A realização de seminários teóricos, por sua vez, possibilita a superação dos sentimentos de insegurança decorrentes destes momentos, o que se apresenta como positivo ao processo de formação pessoal e profissional considerando a necessidade de se aprender a lidar com as constantes disjunções da sociedade (Jarvis, 2014). Quando os estudantes assumem o protagonismo do processo de ensino nestas atividades, a responsabilidade e a autonomia pela própria aprendizagem são estimuladas (Collier & Souza, 2017; Weimer, 2002). Assim, é possível observar que os estudantes do curso de Licenciatura participantes do estudo têm sido mais bem preparados neste quesito em comparação aos do Bacharelado, pois revelam participar de mais atividades de ensino estimuladoras da criticidade, reflexão e autonomia.

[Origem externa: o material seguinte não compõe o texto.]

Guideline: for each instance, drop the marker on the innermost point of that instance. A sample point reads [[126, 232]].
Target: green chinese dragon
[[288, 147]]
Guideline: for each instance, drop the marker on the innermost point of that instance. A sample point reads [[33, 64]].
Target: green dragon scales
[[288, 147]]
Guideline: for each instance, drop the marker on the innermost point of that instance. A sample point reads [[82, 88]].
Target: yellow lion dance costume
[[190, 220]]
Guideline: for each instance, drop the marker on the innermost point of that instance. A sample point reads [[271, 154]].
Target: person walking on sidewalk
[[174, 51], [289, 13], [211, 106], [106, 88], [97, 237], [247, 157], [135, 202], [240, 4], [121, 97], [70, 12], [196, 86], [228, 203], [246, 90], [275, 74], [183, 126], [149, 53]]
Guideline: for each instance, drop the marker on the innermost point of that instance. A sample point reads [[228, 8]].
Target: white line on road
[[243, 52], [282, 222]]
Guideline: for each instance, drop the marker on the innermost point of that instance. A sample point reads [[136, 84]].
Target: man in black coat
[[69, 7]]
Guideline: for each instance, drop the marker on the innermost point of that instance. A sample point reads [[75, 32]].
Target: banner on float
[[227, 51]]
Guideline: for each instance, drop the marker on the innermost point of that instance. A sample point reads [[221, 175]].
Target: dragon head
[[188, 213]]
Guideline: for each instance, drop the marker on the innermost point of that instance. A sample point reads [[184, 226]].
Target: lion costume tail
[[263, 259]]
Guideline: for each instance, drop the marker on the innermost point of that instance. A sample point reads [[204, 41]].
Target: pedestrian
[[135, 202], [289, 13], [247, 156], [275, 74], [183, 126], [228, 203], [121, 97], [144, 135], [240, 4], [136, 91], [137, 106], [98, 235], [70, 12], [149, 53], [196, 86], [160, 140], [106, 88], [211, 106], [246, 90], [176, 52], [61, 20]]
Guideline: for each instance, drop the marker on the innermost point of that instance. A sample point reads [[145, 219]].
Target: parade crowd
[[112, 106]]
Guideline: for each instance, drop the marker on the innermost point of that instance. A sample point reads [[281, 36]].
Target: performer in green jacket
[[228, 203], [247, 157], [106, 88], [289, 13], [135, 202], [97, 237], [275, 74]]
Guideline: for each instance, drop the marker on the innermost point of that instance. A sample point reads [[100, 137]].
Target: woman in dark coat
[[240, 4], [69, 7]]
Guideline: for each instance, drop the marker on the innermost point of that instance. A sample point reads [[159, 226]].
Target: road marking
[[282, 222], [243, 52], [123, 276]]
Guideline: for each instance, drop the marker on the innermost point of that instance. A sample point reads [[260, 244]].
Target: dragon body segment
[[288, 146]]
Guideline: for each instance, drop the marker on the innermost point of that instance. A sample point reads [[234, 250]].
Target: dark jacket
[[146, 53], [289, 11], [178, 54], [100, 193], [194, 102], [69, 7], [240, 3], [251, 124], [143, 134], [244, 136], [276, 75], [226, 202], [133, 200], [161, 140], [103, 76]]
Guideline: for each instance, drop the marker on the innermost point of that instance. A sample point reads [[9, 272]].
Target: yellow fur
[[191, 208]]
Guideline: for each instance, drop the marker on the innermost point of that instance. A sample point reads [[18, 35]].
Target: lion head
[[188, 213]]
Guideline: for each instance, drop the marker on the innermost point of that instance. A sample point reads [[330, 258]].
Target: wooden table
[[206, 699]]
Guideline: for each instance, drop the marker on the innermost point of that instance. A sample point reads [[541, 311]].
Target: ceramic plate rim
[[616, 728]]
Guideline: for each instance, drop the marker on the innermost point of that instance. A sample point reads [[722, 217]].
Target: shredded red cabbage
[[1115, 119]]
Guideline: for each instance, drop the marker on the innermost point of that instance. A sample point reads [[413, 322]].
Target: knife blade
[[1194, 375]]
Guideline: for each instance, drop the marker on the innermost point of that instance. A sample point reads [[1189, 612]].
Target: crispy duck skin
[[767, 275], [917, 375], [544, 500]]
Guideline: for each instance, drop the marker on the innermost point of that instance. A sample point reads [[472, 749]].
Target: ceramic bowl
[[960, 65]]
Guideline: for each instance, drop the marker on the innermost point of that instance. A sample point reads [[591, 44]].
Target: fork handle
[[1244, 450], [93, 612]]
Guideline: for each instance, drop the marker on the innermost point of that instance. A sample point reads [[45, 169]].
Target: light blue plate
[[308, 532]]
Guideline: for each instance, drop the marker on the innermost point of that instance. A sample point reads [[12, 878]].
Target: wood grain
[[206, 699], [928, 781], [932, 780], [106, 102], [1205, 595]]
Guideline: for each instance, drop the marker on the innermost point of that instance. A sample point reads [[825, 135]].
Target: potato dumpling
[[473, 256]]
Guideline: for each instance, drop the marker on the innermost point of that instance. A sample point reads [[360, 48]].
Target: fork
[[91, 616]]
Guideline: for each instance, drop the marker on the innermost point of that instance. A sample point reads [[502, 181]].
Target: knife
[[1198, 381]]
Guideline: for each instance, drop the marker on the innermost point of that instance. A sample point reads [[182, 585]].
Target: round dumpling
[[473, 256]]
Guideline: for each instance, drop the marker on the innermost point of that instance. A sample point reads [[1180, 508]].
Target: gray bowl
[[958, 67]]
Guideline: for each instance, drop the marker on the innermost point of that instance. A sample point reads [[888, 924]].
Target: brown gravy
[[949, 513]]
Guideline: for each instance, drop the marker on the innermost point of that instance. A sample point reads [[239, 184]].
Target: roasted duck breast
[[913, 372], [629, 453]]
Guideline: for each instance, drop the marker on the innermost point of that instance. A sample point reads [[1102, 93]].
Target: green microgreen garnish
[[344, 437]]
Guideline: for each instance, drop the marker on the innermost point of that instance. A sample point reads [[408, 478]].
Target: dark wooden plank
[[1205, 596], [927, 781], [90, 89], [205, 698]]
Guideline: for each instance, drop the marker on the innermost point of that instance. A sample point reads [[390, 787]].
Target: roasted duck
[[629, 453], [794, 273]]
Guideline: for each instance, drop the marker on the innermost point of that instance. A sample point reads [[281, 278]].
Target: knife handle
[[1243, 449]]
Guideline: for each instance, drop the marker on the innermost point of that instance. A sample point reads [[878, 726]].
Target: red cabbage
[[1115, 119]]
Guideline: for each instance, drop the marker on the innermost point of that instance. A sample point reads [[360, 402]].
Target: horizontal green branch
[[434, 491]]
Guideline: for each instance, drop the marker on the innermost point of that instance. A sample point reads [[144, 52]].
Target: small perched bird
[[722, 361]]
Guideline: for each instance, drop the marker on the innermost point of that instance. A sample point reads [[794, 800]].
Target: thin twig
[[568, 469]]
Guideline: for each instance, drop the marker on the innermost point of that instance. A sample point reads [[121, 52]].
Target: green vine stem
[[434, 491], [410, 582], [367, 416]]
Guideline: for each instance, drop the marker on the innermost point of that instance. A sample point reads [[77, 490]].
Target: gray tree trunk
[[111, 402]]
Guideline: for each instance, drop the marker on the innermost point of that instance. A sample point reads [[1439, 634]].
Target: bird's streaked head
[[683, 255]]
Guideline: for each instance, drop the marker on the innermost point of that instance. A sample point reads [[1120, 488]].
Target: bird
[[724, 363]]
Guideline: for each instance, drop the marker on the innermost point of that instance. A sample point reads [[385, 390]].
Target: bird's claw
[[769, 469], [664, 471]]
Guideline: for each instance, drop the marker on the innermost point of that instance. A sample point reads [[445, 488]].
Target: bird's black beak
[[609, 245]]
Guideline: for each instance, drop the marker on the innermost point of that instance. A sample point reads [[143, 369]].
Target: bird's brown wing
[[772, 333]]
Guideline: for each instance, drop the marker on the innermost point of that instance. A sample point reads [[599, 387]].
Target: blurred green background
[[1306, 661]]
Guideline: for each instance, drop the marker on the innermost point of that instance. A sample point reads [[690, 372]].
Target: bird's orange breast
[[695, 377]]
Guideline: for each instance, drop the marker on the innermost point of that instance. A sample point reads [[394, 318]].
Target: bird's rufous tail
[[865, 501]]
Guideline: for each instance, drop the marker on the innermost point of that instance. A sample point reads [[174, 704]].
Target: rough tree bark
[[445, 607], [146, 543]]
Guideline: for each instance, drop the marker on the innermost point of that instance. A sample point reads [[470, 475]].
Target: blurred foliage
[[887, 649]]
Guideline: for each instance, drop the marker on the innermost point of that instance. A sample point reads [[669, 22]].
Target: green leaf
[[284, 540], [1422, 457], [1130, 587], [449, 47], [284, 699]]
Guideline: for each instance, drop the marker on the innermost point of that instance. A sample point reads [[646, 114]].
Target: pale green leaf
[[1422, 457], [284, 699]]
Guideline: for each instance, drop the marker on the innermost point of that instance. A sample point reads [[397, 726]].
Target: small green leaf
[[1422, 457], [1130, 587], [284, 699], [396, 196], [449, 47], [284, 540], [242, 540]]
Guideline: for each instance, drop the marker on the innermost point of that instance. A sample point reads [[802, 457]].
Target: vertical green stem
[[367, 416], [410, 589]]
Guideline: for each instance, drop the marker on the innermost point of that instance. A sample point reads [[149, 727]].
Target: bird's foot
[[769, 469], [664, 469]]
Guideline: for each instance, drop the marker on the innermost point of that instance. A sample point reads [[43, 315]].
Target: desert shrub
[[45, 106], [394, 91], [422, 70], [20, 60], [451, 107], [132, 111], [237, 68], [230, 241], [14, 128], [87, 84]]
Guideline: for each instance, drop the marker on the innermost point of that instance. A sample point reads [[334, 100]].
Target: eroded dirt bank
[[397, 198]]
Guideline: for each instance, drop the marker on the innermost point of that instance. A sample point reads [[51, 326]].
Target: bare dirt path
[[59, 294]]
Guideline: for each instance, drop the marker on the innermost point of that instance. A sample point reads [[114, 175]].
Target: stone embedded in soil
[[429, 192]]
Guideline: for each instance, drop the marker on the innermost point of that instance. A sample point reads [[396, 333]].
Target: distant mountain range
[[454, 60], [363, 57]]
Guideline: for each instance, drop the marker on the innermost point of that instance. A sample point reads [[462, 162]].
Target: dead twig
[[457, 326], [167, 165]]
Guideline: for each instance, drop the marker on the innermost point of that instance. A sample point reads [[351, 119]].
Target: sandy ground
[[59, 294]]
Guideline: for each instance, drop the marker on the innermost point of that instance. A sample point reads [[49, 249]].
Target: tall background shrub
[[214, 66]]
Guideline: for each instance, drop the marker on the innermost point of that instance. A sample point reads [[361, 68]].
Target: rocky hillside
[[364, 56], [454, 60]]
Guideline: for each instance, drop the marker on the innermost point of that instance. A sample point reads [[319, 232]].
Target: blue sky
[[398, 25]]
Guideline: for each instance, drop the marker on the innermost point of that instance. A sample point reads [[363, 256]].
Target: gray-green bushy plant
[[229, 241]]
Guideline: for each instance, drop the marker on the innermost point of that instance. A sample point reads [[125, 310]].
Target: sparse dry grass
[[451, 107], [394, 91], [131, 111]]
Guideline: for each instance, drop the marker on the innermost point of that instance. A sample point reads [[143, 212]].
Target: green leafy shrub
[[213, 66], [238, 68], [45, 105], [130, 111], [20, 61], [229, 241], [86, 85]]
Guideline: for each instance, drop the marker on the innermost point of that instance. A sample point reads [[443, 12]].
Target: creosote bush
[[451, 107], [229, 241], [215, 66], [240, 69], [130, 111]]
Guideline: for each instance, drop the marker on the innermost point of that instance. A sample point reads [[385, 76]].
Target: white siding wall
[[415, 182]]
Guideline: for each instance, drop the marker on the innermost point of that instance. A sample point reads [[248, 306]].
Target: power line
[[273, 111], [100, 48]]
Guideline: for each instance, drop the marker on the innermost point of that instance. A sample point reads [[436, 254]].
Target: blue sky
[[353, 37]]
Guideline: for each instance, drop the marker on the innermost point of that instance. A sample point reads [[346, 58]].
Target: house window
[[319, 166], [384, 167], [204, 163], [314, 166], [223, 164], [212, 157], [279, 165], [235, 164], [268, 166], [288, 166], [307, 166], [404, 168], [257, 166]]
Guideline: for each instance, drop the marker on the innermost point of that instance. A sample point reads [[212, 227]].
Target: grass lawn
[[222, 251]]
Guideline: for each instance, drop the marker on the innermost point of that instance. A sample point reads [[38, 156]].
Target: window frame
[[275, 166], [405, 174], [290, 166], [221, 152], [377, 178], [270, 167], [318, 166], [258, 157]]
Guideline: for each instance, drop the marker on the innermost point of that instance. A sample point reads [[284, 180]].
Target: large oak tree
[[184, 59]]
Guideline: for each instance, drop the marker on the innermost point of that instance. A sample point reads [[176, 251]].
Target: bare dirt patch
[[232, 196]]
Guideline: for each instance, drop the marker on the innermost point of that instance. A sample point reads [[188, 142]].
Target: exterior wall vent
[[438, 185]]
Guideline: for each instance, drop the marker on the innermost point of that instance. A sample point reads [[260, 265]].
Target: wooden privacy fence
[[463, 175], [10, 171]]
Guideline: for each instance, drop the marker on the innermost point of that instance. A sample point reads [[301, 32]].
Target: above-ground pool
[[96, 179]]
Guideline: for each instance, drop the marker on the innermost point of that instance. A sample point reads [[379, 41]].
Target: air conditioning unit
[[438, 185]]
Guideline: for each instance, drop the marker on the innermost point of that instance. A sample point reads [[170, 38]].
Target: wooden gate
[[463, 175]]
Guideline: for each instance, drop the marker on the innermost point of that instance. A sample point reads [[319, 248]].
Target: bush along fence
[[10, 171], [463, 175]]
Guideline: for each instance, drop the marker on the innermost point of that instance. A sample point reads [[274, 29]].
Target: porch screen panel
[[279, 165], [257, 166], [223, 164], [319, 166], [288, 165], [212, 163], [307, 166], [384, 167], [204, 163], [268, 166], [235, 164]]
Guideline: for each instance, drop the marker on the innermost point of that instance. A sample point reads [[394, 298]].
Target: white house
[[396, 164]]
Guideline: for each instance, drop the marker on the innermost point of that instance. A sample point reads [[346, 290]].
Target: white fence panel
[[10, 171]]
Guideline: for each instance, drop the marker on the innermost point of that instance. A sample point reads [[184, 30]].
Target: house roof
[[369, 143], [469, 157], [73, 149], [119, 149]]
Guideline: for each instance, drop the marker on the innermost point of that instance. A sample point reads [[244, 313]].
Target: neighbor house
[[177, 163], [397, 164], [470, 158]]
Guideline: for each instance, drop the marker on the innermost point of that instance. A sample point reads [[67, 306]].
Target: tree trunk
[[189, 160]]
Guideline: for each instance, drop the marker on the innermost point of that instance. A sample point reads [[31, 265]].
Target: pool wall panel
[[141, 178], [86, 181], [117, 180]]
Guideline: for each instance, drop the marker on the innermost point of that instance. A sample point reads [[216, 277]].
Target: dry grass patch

No que diz respeito à perceção discente sobre o grau de envolvimento de estudantes e professores nas tomadas de decisão relativas ao processo de ensino-aprendizagem, é possível perceber que, em ambos os cursos, esta é centrada no professor (>80%). De acordo com Weimer (2002), para que se crie um ambiente mais propenso ao desenvolvimento da aprendizagem discente, é necessário que o professor propicie mais oportunidades para que o estudante assuma protagonismo pela própria aprendizagem. O maior equilíbrio do poder na sala de aula, em que o estudante seja corresponsável pela tomada de decisão, evita que o ensino seja autoritário e diretivo, contribuindo para maior envolvimento e motivação intrínseca discente pela aprendizagem (Enright et al., 2017; Monteiro et al., 2010; Weimer, 2002).
5. Conclusões
Os resultados encontrados neste estudo evidenciam a predominância de realização de aulas/vivências práticas e de avaliações teóricas na FI em Educação Física oferecida pela IES investigada, ao mesmo tempo que sinalizam a pouca frequência de experiências de laboratório e de observação, bem como de propostas avaliativas alternativas como a avaliação pareada e a autoavaliação. Os discentes do curso de Licenciatura perceberam a ocorrência mais frequente de discussões em grupo e de seminários teóricos, além de revelarem aprender mais pela prática e desenvolver mais atitudes reflexivas do que os estudantes do Bacharelado. Finalmente, a maior parte dos discentes de ambos os cursos percebeu que os professores centralizam as decisões referentes à organização geral do processo de ensino-aprendizagem.
Como limitação deste estudo, deve-se considerar que foi utilizada apenas a perceção dos estudantes, o que não tornou possível a confirmação empírica as informações coletadas. Deste modo, recomenda-se que futuras investigações explorem outras técnicas de coleta de informação, tais como observações sistemáticas das aulas e entrevistas com determinados estudantes e professores, a fim de se obterem informações mais detalhadas e complementares sobre o ambiente de FI em Educação Física da IES investigada.
Em síntese, os achados deste estudo indicam a necessidade de se estruturarem tempos e espaços de aprendizagem mais convidativos à participação e à agência discente, de modo que se contribua com maior efetividade para o desenvolvimento da autonomia dos estudantes e para a formação de futuros profissionais mais bem preparados para lidar com as demandas da sociedade contemporânea. Especificamente, podem ser exploradas com maior frequência atividades de ensino que exijam maior envolvimento e a assunção de mais responsabilidades pelos discentes, o que resultará em equilíbrio dinâmico do poder e no aumento do potencial do impacto da FI sobre a preparação dos futuros profissionais de Educação Física.